Camila leva les yeux au ciel à la remarque de Dinah qu'elle ne prit pas la peine de relever. En parlant de relever, la brune se leva de sa chaise en rangeant la pochette dans son sac sous les regards attentifs des filles

«Quoi ? Vous n'avez peut-être pas fini les cours, mais moi oui.»

«Fais attention sur la route.»

«Ally, c'est à toi que l'on devrait dire ça.» fit remarquer Dinah en pouffant de rire.

«Dinah, étouffe toi.»

La grande blonde haussa les épaules toujours en rigolant, tandis que Camila se contentait de sourire légèrement. Elle leur fit un dernier signe de la main avant de s'en aller pour de bon. Il n'était que 15 heures. Elle avait fini plus tôt aujourd'hui, ayant deux profs d'absent, ça l'arrangeait pas mal au moins elle pouvait aller directement chez son amie. Elle n'allait pas se mentir à elle-même hein, elle avait hâte d'y être. Même si ce n'était que quelques secondes, ou quelques minutes, c'était déjà ça. Elle devrait peut-être lui demander son numéro tout compte fait... Elle secoua la tête négativement, jamais elle n'oserait le lui demander.

Elle arriva bien vite dans les quartiers de Lauren, étant perdue dans ses pensées elle n'avait pas fait attention qu'elle était déjà à destination. Il ne devait lui rester que quelques pas avant d'atteindre la maison de sa camarade. Cette dernière vivait d'ailleurs dans un quartier assez simple, il n'était pas trop bruyant, mais il n'était pas complètement calme.
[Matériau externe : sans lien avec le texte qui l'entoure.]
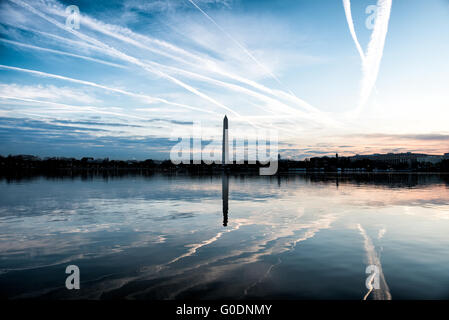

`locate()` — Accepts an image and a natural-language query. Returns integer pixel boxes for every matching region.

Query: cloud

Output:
[343,0,392,116]
[0,83,98,104]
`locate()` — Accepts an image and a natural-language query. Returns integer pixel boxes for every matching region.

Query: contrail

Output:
[188,0,283,91]
[343,0,392,116]
[12,2,336,125]
[343,0,365,63]
[0,64,216,114]
[188,0,335,127]
[0,95,142,120]
[0,38,126,69]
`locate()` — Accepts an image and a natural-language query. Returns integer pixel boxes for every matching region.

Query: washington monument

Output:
[221,115,229,166]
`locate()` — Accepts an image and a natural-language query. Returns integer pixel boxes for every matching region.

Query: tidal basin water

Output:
[0,174,449,300]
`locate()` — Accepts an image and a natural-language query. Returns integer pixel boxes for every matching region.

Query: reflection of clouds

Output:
[357,224,391,300]
[0,177,449,298]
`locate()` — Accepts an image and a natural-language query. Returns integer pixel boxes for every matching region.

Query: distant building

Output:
[417,155,443,164]
[349,152,428,164]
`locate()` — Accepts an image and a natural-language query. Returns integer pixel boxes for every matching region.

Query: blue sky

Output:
[0,0,449,159]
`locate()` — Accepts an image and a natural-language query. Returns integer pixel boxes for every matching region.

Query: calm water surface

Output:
[0,174,449,299]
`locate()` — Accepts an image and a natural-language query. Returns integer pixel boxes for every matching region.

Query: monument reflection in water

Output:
[0,172,449,300]
[221,173,229,227]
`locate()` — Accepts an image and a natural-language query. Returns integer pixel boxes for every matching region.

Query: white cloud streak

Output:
[343,0,392,116]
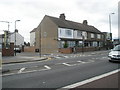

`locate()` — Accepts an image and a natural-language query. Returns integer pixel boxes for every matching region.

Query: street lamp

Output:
[14,20,20,56]
[0,21,12,31]
[109,13,115,40]
[0,21,12,47]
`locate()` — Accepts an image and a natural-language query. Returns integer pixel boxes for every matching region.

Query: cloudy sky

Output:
[0,0,119,42]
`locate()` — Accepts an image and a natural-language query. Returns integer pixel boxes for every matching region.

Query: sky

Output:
[0,0,119,42]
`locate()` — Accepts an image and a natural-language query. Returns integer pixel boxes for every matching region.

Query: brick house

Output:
[36,14,103,54]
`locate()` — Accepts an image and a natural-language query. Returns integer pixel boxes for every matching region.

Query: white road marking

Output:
[88,60,95,62]
[62,63,75,66]
[77,61,87,63]
[61,69,120,90]
[18,68,25,73]
[44,65,51,69]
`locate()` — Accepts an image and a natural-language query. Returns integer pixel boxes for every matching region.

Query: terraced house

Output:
[36,14,103,54]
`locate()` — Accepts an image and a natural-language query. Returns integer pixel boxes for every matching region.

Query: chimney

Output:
[15,29,18,33]
[83,20,88,25]
[59,13,65,20]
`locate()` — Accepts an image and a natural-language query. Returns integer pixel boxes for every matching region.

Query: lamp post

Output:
[109,13,115,40]
[0,21,11,31]
[0,21,12,48]
[14,20,20,56]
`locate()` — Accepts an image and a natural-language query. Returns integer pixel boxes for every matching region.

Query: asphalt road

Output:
[2,52,120,89]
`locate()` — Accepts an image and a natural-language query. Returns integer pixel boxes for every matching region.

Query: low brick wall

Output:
[59,48,72,54]
[59,47,103,54]
[24,46,35,52]
[2,43,14,56]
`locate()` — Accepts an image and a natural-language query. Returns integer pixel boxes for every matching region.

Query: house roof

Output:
[46,15,101,33]
[30,28,37,33]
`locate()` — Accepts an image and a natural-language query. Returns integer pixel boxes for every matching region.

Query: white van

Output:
[108,45,120,62]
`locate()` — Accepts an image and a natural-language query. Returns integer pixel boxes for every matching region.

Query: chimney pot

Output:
[83,20,88,25]
[59,13,65,20]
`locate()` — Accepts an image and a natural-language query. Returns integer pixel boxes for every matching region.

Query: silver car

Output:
[108,45,120,62]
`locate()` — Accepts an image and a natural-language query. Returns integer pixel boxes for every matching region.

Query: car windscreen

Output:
[113,45,120,51]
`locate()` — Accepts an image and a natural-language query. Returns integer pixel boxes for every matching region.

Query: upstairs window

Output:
[65,30,72,36]
[97,34,101,39]
[91,33,95,38]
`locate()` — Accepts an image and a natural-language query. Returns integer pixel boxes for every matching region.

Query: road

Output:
[2,52,120,89]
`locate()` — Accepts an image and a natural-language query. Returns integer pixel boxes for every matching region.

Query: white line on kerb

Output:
[62,63,73,66]
[18,68,25,73]
[44,65,51,69]
[61,69,120,90]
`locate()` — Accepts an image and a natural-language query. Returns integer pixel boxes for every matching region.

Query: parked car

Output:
[108,45,120,62]
[14,48,21,53]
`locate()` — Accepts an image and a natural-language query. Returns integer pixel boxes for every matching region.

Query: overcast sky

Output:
[0,0,119,42]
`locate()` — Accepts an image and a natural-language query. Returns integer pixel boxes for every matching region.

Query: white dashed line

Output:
[61,69,120,90]
[18,68,25,73]
[44,65,51,69]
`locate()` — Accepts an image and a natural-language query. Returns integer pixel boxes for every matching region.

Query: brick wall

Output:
[24,46,35,52]
[2,43,14,56]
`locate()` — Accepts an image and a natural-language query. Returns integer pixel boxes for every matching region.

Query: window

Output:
[91,33,95,38]
[77,31,82,37]
[66,30,72,36]
[97,34,101,39]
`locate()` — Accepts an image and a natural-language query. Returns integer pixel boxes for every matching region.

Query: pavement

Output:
[2,50,109,64]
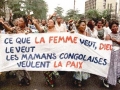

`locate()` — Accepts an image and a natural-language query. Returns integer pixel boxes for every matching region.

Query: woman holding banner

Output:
[104,20,120,86]
[73,20,90,87]
[0,17,31,85]
[33,19,59,87]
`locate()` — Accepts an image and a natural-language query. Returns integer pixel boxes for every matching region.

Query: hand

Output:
[0,20,4,25]
[32,19,37,24]
[52,12,57,16]
[111,38,117,42]
[70,30,75,33]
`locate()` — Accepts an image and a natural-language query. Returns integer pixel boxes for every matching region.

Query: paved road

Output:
[0,72,120,90]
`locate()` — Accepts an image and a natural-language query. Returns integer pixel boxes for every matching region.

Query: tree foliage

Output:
[8,0,47,19]
[0,0,5,16]
[85,9,111,21]
[65,9,84,21]
[55,6,64,16]
[85,9,102,19]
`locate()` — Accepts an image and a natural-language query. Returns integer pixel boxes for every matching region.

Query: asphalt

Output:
[0,72,120,90]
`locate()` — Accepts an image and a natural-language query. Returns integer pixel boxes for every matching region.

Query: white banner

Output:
[0,33,112,77]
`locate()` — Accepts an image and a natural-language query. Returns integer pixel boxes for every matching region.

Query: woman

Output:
[73,20,90,87]
[95,20,106,40]
[106,20,120,85]
[87,20,98,38]
[34,19,59,87]
[1,17,31,85]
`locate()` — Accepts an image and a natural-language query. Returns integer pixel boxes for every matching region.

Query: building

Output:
[85,0,117,12]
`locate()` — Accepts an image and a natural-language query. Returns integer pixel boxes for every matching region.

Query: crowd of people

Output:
[0,13,120,88]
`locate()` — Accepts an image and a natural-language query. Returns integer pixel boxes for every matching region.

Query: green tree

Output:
[55,6,64,16]
[65,9,80,20]
[8,0,47,19]
[8,0,25,18]
[102,9,111,21]
[24,0,48,19]
[0,0,5,16]
[85,9,102,19]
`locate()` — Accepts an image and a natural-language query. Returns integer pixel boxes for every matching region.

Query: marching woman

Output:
[73,20,90,87]
[34,19,59,87]
[104,20,120,87]
[0,17,31,85]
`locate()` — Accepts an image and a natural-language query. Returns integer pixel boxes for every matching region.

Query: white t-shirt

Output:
[55,23,67,32]
[103,27,111,35]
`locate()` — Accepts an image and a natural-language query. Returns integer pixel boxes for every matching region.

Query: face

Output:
[48,19,54,27]
[78,22,86,32]
[42,20,46,25]
[28,20,32,25]
[97,21,102,28]
[18,18,25,27]
[105,22,109,27]
[111,24,118,33]
[56,17,62,23]
[92,20,95,26]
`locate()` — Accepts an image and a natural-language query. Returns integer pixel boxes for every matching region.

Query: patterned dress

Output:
[11,27,31,81]
[108,33,120,85]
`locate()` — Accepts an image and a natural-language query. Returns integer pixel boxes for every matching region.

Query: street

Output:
[0,72,120,90]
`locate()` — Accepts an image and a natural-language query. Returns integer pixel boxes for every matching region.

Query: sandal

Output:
[73,80,77,86]
[77,81,82,87]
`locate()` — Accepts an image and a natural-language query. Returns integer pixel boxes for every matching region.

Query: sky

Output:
[45,0,86,15]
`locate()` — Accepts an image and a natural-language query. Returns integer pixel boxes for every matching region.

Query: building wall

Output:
[85,0,116,12]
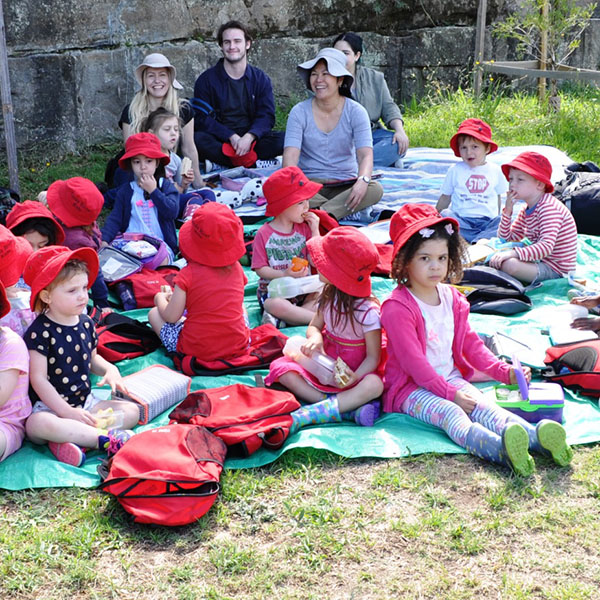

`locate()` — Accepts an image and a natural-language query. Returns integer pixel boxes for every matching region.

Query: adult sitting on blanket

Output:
[117,53,204,188]
[194,21,283,170]
[333,32,408,167]
[283,48,383,220]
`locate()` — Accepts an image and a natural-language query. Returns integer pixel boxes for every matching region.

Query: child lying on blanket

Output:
[24,246,139,467]
[148,202,250,361]
[490,152,577,283]
[436,119,508,242]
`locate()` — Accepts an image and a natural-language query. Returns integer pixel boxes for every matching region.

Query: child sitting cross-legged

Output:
[265,227,383,431]
[24,246,139,466]
[148,202,250,361]
[252,167,323,327]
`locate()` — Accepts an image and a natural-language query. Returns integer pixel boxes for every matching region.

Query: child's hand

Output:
[490,249,517,269]
[454,390,478,415]
[302,211,321,235]
[510,366,531,385]
[571,317,600,331]
[138,173,156,194]
[65,406,96,427]
[98,364,127,393]
[571,294,600,308]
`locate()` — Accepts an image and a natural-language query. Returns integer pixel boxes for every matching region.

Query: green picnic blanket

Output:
[0,235,600,490]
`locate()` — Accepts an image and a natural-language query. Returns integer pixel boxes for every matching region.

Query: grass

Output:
[0,89,600,600]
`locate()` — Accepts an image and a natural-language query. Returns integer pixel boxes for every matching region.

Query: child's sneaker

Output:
[48,442,85,467]
[98,429,135,457]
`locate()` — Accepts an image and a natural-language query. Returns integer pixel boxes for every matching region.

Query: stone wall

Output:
[4,0,600,148]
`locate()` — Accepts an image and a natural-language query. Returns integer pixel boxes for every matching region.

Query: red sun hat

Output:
[450,119,498,156]
[119,131,171,171]
[0,225,33,287]
[179,202,246,267]
[390,204,459,256]
[23,246,100,310]
[502,152,554,194]
[46,177,104,227]
[306,226,379,298]
[221,142,258,168]
[0,281,10,319]
[263,167,323,217]
[6,200,65,245]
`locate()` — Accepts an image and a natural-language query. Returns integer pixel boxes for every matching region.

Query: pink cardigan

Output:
[381,284,510,412]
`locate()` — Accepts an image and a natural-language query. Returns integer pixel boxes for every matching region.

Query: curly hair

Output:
[317,283,379,335]
[391,221,466,287]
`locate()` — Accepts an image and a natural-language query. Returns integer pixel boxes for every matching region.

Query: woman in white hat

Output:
[119,53,203,187]
[283,48,383,220]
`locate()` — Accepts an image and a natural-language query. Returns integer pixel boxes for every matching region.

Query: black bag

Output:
[554,161,600,235]
[459,266,532,315]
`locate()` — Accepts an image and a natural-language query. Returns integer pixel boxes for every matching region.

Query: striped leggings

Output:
[402,377,511,448]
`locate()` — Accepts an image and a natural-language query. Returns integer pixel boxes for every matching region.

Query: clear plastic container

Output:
[269,275,324,298]
[283,335,335,386]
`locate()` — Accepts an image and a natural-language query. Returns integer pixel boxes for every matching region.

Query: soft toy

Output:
[240,177,266,206]
[215,190,242,209]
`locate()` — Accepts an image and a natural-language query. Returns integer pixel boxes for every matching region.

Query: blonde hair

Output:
[129,67,186,134]
[33,258,89,314]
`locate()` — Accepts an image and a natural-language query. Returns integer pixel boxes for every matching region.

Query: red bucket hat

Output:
[306,227,379,298]
[390,204,459,256]
[0,225,33,287]
[0,281,10,319]
[46,177,104,227]
[221,142,258,167]
[263,167,323,217]
[119,132,171,171]
[450,119,498,156]
[23,246,99,310]
[6,200,65,245]
[179,202,246,267]
[502,152,554,194]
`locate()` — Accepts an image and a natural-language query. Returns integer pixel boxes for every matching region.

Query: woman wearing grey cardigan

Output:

Ce n'était pas non plus des maisons de malade, mais on voyait que les propriétaires n'étaient pas d'une classe "inférieur". Bon ils ne possédaient pas non plus cinq voitures, mais ils avaient tout de même de très beaux véhicules. Quant à Lauren, elle possédait une assez grande maison, l'intérieur et l'extérieur étaient simples mais à la fois magnifique. Comme sans aucun doute toutes les maisons de ce petit quartier banal. Oui banal, parce que mise à part les voitures rien ne le différencier réellement des autres.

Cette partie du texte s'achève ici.